Given the historic experience of many Indigenous people, data sovereignty is a form of “corrective justice” after several centuries of policies that marginalized and diminished the rights of Indigenous peoples (Tsosie, 2021). What distinguishes IDS is an emphasis on tribal or tribal nation self-determination and autonomous decision-making (Hudson et al., 2017), and a rebalancing of power relationships. Thus, while data sovereignty shares some of the concerns of the nation state to control flows of data, IDS is in fact a challenge against the nation state and its ontological foundations and presumptions (Moreton-Robinson, 2020). And while individuals may call for personal data sovereignty, particularly in relation to privacy, IDS pushes against a solely individualist approach to espouse collective principles based on long-held worldviews and practices (GIDA, 2019).

Simply put, IDS is the right of Indigenous peoples to control the collection, governance, ownership, and application of data about their people, lifeways, land and resources (Kukutai and Taylor, 2016). Where those data reside, as suggested above, is overwhelmingly in various non-Indigenous repositories, both public and private. How then, can data sovereignty be exercised, and what implications does this have for trust in scholarly communications and infrastructure?

Recent Developments in Indigenous Data Sovereignty Policy and Practice

Administrative Data

In the public sphere, statistical administrative data collected for government policy purposes often categorizes Indigenous people from the “5D” perspective, i.e., difference, disparity, disadvantage, dysfunction and deprivation.

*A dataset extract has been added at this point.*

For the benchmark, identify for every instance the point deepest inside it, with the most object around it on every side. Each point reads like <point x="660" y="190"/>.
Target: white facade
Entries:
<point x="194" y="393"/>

It is not the data itself that is the problem but the purposes for which such data are analyzed and then used. These data are often gathered from a research perspective that aggregates different tribal collectives, decontextualizes them from their social and cultural context and analyses Indigenous people as problematic in contrast to other groups (Walter and Suina, 2019). This “deficit” data analysis fails to take account of Indigenous priorities, values, culture, lifeworlds and diversity (Walter and Suina, 2019) or address Indigenous ability to develop their own nation-building aspirations (Rainie et al., 2017). Hence, an increasing Indigenous focus is on the collection and analysis of data that prioritizes Indigenous-defined objectives thereby reframing narratives of Indigenous people as deficient and lacking in some decontextualized comparative metric such as health, education, housing (Rainie et al., 2019). This more strengths-based or capability approach (Sen, 2001) posits Indigenous people as more than proficient at solving their own issues, provided State infrastructure and resources are equitably provided.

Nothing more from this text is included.